Nearly a century after becoming the first international movie star, Charlie Chaplin continues to hold court as the superlative of slapstick and one the most influential comedic filmmakers in history.
Chaplin was, in ways, more of a production company than a mere mortal -- he wrote, directed, produced, starred in and composed music for most of his films, including such classics as City Lights (1931) and Modern Times (1936). His blend of physical humor and pathos became basic template for comic narrative and his original characters, like "The Tramp," are influential molds still seen on screen today. (Think Better Call Saul's Jimmy McGill, even hints in Broad City's Ilana.)
Though Chaplin once said, "All I need to make a comedy is a park, a policeman and a pretty girl" -- such lasting genius makes one wonder how he really did it all.
Through unlimited access to his personal archives, an extensive compilation of Chaplin's life story and filmmaking process will be released by TASCHEN this September, edited by Paul Duncan.

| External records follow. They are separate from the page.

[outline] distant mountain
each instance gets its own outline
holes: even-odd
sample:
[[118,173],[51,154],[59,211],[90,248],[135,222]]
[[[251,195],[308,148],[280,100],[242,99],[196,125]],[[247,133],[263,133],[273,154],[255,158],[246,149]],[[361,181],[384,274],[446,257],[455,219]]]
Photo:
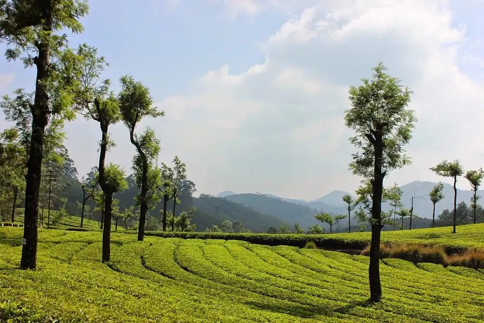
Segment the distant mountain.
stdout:
[[[317,224],[323,228],[326,227],[326,225],[323,225],[314,217],[318,214],[319,209],[312,208],[301,203],[298,200],[292,200],[299,202],[296,203],[288,201],[277,196],[273,197],[268,196],[268,194],[252,193],[235,194],[226,196],[224,198],[239,203],[261,213],[277,217],[288,223],[291,229],[296,222],[299,223],[299,226],[305,229]],[[346,214],[346,211],[344,207],[336,207],[324,203],[322,203],[322,207],[321,208],[323,211]]]
[[[345,203],[343,201],[343,196],[347,194],[349,194],[352,196],[353,195],[353,194],[351,194],[344,191],[333,191],[322,197],[313,200],[308,203],[313,203],[319,202],[334,206],[344,206]],[[309,204],[308,204],[308,205]]]
[[235,194],[235,193],[234,193],[232,191],[223,191],[223,192],[220,192],[217,194],[217,197],[225,197],[225,196],[233,195]]

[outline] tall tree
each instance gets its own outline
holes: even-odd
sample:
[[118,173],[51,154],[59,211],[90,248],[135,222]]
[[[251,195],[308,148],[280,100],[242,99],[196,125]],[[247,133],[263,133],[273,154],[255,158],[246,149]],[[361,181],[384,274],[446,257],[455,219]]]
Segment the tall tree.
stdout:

The Charlie Chaplin Archives is a compendium of rare, unpublished photos, notes, storyboards, memos, unseen film stills and interviews with his collaborators that together illuminate the fascinating and scrupulous process behind the making of his films.

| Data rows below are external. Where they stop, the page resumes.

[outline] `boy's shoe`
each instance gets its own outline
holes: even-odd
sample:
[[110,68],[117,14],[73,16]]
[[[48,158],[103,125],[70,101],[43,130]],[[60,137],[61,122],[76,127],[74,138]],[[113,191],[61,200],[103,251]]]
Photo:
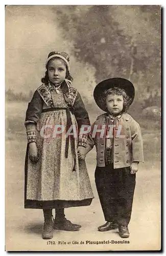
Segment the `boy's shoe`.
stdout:
[[99,231],[105,231],[111,230],[112,229],[116,229],[116,228],[117,228],[118,225],[117,224],[107,221],[105,224],[98,227],[98,229]]
[[42,233],[43,239],[51,239],[53,237],[53,222],[52,218],[44,220]]
[[129,237],[130,233],[127,226],[119,225],[118,228],[120,232],[120,236],[121,238],[127,238]]
[[77,231],[80,229],[81,227],[81,225],[73,224],[70,221],[66,220],[65,218],[61,221],[56,221],[56,219],[54,221],[54,229],[60,229],[65,231]]

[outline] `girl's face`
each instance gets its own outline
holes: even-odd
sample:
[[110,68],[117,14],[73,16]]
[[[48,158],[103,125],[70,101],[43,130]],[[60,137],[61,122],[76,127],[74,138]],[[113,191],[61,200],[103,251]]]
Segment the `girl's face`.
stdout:
[[48,71],[50,81],[58,84],[63,82],[66,77],[66,65],[62,59],[53,59],[49,62]]
[[109,94],[106,97],[106,102],[107,109],[111,114],[118,114],[123,109],[124,100],[122,95]]

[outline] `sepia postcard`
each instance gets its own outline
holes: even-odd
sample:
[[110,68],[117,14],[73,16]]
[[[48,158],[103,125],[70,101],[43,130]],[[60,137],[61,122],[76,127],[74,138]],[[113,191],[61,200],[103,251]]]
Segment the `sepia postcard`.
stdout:
[[6,251],[161,250],[161,12],[6,6]]

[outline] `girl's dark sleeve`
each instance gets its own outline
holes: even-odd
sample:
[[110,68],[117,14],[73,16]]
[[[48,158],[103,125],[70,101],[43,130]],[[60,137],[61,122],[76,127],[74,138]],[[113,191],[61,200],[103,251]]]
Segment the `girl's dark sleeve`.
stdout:
[[30,102],[28,103],[25,124],[27,130],[28,143],[36,142],[36,124],[42,112],[43,101],[36,91]]
[[[78,126],[78,146],[82,146],[86,147],[87,145],[87,134],[82,134],[81,133],[80,134],[80,131],[83,131],[84,126],[82,125],[86,125],[85,127],[87,127],[86,125],[90,126],[90,123],[88,114],[85,109],[85,105],[79,93],[77,94],[73,107]],[[81,127],[82,130],[81,130]],[[84,130],[86,131],[86,128]]]

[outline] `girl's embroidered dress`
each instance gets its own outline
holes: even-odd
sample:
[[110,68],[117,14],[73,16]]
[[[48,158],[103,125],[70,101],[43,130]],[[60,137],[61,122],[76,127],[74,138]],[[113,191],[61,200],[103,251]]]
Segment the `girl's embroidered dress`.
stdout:
[[[79,161],[77,152],[78,145],[86,146],[86,136],[74,139],[69,136],[67,140],[64,133],[56,136],[53,134],[56,125],[64,125],[66,131],[69,123],[77,129],[81,124],[90,124],[77,90],[67,80],[57,90],[50,83],[42,84],[27,111],[26,125],[36,125],[35,131],[30,129],[27,132],[28,142],[36,142],[39,160],[32,163],[28,147],[25,208],[61,208],[90,204],[93,195],[85,162]],[[44,135],[50,135],[49,138],[41,136],[45,125],[49,125],[48,133]]]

An oral life history drawn mostly from Chaplin's personal writings (many of which have never been made public) is included alongside press clippings that chronicle his earliest days performing to his death on Christmas day 1977. Archives sheds new light on the genius in a bowler hat who taught the world -- "in the end, everything is a gag."
The first 10,000 copies of the book include a 12-frame strip from City Lights (1931) cut from 35mm.